When proteins are incubated with the detergent sodium dodecyl sulfate (SDS), they are partially denatured, losing much of their structure, and tend to take on a consistent mass-to-charge ratio (see Highlight 4-1). In SDS-polyacrylamide gel electrophoresis, proteins are separated almost entirely as a function of their mass. Histones are an exception. On these same gels, many histones migrate more slowly than they should, as though they were much larger than they actually are. Suggest an explanation for this behavior.

Question 10.2

In eukaryotic chromatin, approximately what length of DNA is typically associated with a single histone octamer?

Question 10.3

Which of the following protein modifications—acetylation, phosphorylation, and methylation—could change the net charge on the surface of a modified histone?

Question 10.4

Within the histone structure, do protein modifications occur primarily near the N-terminus or near the C-terminus? What features distinguish the structure where modifications occur?

Question 10.5

In bacteria, the transcription of a subset of genes is affected by DNA topology, with expression increasing or (more often) decreasing when the DNA is relaxed. When a bacterial chromosome is cleaved at a specific site by a restriction enzyme (one that cuts at a long, and thus rare, sequence), only nearby genes (within 10,000 bp) exhibit either an increase or a decrease in expression. The transcription of genes elsewhere in the chromosome is unaffected. Explain.

Question 10.6

In different regions of chromatin, the ratio of histone H1 to histone H2A may vary, but the ratio of histone H2A to histone H2B is generally the same. If the amount of H1 increases in a region of chromatin, will transcription of genes in that region increase or decrease? Explain your answer.

Question 10.7

In chromatin, nucleosomes are organized in higher-order structures: 30 nm filaments. Although the detailed structure is not known, which features of the 30 nm filament have been experimentally determined?

Question 10.8

In eukaryotes, chromosomes are packaged into successively higher-order structures, such as the 30 nm filaments. In bacteria, DNA is not packaged into such stable proteinaceous structures, and histonelike proteins bind to the DNA less tightly. Suggest an explanation for this difference.

Question 10.9

Describe at least three differences between chromatin regions that are transcriptionally active and those in which genes are transcriptionally silent.

Question 10.10

How does epigenetic inheritance differ from Mendelian inheritance?

Question 10.11

During replication, nucleosomes are partially displaced and distributed on the daughter DNA strands. New histone subunits are added to bring the entire complement of nucleosomes up to the required level. Nucleosomes on the DNA to be replicated may have modified histone subunits, but the new histones that appear after replication lack the modifications (at least transiently). Which of the following statements describes how the modified and unmodified histone subunits are distributed in nucleosomes after replication?

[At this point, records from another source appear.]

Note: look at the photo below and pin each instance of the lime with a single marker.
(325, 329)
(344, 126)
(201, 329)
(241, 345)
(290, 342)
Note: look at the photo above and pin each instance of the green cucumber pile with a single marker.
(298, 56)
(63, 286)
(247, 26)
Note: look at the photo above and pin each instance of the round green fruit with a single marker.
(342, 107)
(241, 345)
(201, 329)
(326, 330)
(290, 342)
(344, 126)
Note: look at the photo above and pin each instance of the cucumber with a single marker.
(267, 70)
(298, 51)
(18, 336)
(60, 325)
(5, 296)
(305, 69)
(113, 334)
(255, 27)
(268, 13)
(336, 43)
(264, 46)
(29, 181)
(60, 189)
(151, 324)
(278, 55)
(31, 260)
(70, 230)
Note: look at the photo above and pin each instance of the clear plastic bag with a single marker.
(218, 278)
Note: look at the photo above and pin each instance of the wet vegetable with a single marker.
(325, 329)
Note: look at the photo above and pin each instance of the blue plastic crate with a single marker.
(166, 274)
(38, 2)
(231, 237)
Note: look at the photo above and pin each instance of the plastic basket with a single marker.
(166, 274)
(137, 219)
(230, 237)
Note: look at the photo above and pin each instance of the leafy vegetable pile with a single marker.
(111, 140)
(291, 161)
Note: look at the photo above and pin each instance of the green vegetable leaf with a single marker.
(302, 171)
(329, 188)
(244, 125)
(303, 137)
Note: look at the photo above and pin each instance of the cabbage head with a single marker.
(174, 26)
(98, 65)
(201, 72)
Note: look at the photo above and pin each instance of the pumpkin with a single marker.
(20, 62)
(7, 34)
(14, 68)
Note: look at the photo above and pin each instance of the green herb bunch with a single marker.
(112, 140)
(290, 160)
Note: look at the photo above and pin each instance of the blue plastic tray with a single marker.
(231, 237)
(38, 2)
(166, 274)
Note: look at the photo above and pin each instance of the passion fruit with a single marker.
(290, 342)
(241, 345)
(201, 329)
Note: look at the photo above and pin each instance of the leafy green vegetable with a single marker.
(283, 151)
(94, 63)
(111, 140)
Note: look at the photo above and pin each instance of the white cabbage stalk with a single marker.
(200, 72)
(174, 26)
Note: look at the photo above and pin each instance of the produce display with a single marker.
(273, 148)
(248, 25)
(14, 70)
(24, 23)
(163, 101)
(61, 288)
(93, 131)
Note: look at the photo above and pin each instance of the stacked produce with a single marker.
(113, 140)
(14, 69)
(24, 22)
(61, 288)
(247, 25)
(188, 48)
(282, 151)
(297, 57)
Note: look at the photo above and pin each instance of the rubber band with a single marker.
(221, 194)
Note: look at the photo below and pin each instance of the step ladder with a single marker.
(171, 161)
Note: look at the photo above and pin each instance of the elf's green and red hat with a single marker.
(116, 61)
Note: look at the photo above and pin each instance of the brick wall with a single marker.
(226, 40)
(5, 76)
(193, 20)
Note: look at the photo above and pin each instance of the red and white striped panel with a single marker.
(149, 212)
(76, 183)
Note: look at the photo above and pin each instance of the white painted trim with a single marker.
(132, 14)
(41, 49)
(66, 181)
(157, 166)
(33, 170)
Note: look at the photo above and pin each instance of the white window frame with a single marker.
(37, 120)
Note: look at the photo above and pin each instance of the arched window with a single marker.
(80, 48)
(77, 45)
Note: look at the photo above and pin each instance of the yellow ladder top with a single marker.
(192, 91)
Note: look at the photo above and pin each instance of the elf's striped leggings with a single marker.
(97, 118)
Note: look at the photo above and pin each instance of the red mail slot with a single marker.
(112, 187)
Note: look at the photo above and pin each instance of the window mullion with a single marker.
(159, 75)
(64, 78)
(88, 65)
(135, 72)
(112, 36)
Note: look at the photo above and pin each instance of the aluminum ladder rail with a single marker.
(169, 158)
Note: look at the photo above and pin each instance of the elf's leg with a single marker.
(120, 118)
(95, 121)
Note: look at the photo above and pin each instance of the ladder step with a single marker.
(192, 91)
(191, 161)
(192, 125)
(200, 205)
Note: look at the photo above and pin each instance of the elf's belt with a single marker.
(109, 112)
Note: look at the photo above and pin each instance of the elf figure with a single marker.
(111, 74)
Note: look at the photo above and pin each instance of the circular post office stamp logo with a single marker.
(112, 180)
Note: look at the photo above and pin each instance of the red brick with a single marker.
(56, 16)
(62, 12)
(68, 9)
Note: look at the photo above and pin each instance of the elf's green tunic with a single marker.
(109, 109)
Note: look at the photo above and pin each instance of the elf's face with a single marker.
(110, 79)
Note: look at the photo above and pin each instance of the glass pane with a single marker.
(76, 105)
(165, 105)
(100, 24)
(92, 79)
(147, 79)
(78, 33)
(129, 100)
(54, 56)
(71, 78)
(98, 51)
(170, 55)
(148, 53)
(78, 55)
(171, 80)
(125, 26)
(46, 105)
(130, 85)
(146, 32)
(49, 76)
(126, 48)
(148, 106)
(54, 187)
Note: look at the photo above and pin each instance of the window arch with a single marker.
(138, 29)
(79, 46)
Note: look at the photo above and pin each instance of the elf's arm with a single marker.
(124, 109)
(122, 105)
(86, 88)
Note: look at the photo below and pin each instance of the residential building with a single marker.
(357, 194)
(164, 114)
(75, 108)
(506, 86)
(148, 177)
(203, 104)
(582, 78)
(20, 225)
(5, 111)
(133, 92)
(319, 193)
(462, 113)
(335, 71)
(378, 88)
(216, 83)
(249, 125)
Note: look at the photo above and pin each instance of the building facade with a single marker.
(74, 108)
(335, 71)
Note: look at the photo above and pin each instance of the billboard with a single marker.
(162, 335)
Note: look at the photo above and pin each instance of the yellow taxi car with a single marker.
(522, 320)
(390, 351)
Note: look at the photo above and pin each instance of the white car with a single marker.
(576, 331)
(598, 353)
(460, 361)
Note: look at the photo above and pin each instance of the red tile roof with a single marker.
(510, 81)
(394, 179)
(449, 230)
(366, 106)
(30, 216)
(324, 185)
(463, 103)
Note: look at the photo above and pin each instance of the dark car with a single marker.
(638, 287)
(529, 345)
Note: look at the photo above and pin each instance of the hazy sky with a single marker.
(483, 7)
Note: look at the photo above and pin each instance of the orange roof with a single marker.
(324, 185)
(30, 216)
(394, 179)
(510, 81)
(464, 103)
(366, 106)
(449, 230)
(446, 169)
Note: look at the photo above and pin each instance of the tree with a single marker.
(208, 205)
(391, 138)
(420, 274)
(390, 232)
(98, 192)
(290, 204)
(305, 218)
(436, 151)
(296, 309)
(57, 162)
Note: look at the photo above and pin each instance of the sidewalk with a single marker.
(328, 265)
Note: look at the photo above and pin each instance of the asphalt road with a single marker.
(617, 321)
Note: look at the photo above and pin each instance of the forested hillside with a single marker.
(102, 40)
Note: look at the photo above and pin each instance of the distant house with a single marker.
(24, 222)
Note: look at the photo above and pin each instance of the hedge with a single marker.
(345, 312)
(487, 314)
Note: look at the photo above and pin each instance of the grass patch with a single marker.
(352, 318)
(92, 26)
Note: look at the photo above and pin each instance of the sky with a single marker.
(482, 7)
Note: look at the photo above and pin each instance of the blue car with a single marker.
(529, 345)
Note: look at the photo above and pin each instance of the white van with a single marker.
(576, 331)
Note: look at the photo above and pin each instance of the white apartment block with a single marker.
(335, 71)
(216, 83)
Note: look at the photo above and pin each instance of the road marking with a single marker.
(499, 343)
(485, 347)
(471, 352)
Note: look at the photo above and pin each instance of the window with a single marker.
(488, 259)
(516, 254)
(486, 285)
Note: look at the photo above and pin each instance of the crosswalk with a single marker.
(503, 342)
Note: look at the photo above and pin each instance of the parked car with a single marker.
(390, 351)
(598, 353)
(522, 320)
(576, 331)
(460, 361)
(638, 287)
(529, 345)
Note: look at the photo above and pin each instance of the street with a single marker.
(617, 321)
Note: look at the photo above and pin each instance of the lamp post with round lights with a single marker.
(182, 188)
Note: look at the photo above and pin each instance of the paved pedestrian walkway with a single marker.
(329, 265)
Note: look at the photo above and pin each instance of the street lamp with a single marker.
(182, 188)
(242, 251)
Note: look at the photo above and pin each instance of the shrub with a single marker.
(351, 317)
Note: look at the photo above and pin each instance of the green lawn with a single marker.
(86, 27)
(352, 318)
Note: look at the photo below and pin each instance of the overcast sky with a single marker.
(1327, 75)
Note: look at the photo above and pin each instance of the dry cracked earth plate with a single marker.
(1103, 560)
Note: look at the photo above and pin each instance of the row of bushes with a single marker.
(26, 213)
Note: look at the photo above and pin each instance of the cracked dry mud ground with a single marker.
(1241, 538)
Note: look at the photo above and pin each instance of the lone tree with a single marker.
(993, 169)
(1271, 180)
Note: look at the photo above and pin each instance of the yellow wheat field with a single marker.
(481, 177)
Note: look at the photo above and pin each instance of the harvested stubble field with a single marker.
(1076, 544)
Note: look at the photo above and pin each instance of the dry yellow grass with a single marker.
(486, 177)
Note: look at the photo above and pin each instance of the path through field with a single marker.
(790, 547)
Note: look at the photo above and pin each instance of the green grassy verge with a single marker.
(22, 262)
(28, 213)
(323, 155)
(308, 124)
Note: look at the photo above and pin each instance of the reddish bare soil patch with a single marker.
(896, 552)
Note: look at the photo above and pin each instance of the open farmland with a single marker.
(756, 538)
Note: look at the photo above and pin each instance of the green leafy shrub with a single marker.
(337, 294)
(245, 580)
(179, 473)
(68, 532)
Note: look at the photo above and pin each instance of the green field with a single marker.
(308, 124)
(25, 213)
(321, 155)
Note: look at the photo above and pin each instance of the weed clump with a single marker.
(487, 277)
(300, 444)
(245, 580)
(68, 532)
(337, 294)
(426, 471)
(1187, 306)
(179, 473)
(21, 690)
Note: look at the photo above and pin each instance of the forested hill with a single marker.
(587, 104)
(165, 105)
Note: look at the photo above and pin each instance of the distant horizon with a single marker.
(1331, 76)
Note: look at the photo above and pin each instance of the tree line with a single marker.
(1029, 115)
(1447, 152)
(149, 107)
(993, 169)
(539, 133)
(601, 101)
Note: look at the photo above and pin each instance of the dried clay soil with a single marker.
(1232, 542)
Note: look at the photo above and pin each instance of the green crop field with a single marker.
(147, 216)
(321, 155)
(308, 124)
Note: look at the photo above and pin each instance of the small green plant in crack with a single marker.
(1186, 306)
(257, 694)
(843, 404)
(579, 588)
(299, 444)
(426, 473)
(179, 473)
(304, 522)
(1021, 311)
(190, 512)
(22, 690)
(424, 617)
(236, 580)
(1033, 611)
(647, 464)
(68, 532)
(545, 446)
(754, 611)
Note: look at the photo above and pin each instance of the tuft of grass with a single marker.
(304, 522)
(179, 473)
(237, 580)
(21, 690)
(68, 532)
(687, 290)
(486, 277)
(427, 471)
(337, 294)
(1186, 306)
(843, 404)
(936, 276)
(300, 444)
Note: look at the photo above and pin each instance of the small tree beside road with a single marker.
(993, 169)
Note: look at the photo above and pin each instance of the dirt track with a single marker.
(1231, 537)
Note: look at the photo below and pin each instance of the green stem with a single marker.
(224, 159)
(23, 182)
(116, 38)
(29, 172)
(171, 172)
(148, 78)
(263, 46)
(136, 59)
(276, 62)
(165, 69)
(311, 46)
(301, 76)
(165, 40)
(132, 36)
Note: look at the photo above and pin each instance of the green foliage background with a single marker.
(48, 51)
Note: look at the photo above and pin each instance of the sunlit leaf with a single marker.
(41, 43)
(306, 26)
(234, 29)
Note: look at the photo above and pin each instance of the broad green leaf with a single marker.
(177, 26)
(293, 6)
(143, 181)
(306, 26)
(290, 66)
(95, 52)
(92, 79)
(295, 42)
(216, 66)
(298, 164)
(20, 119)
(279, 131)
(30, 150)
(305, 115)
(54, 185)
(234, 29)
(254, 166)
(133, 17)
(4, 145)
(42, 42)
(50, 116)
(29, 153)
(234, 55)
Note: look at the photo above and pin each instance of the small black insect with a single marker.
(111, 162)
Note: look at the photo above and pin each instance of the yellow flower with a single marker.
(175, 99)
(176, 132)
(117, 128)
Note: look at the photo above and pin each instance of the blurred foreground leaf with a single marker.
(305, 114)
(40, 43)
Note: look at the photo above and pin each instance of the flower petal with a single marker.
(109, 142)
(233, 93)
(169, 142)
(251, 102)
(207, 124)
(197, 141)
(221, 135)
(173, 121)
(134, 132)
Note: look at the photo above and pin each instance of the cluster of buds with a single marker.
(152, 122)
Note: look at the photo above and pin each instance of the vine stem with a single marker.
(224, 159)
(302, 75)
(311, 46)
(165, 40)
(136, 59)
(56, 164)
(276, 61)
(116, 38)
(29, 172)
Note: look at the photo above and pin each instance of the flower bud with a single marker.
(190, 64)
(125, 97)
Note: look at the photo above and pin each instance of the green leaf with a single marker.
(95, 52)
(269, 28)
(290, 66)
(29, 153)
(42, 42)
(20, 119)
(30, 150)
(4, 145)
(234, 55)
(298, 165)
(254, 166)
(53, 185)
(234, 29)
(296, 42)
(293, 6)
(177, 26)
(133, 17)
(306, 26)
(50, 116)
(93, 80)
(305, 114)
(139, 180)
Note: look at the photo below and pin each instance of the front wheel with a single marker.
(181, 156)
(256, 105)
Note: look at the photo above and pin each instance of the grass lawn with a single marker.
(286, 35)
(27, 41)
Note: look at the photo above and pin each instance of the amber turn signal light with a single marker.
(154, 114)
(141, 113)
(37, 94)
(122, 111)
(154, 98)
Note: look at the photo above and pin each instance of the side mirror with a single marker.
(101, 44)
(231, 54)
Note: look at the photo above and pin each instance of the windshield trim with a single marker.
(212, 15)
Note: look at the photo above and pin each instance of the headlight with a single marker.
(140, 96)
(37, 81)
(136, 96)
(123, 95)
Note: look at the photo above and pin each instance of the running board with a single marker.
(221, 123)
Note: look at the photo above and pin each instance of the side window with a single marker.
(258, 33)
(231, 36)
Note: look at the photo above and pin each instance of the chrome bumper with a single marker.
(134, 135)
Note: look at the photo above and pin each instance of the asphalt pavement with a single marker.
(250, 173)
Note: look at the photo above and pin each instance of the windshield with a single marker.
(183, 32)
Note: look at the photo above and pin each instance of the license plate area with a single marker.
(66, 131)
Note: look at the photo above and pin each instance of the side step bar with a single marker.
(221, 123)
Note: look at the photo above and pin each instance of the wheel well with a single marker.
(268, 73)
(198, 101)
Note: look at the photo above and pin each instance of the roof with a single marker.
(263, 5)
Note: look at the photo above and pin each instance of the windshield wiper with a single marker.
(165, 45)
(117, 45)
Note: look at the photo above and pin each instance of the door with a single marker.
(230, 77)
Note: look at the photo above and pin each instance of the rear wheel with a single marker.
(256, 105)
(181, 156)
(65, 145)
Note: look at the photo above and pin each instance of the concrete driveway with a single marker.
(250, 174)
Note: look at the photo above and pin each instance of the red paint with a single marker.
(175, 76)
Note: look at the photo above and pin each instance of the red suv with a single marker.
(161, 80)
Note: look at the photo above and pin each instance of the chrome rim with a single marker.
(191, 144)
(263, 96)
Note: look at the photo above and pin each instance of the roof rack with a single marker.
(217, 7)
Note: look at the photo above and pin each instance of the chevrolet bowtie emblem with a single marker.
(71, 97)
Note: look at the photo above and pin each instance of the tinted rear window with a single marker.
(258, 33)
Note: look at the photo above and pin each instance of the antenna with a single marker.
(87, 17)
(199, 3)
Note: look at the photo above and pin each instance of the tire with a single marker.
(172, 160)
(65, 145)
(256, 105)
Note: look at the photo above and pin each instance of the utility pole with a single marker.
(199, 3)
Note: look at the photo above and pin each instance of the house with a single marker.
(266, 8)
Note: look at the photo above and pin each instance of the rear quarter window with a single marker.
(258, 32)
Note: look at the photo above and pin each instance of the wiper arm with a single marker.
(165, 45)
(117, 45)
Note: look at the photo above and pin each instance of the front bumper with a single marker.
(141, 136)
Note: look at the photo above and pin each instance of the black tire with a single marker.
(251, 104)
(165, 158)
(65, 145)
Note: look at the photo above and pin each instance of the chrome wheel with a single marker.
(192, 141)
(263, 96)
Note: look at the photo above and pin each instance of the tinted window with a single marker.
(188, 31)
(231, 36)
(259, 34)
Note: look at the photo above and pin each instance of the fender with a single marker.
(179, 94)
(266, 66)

  1. The modified and unmodified histones are assembled randomly into nucleosomes.

  2. The modified histone subunits stay together in nucleosomes, separate from unmodified nucleosomes.

  3. The H3-H4 modified pairs stay together, the H2A-H2B modified pairs stay together, and nucleosomes assemble with modified and unmodified H3-H4 and H2A-H2B pairs. The various combinations occur at random on each daughter DNA molecule.

  4. Modified nucleosomes are segregated to one daughter chromosome, and completely unmodified nucleosomes are segregated to the other daughter chromosome.

Question 10.12

The human genome contains about 3.1 × 109 bp of DNA. Assuming that the DNA is covered with nucleosomes spaced as described in this chapter, how many molecules of histone H2A are present in one somatic human cell? (Do not consider any reductions in H2A due to its replacement by H2A variants.) How would the number change after DNA replication but before cell division?

Question 10.13

Roger Kornberg’s histone cross-linking experiments defined an H3-H4 heterotetramer as a nucleosome substructure (see the How We Know section for this chapter). Suppose nucleosomes actually contained two H3 subunits but only one H4 subunit, forming a stable H3-H3-H4 heterotrimer. How would the cross-linking results have been different?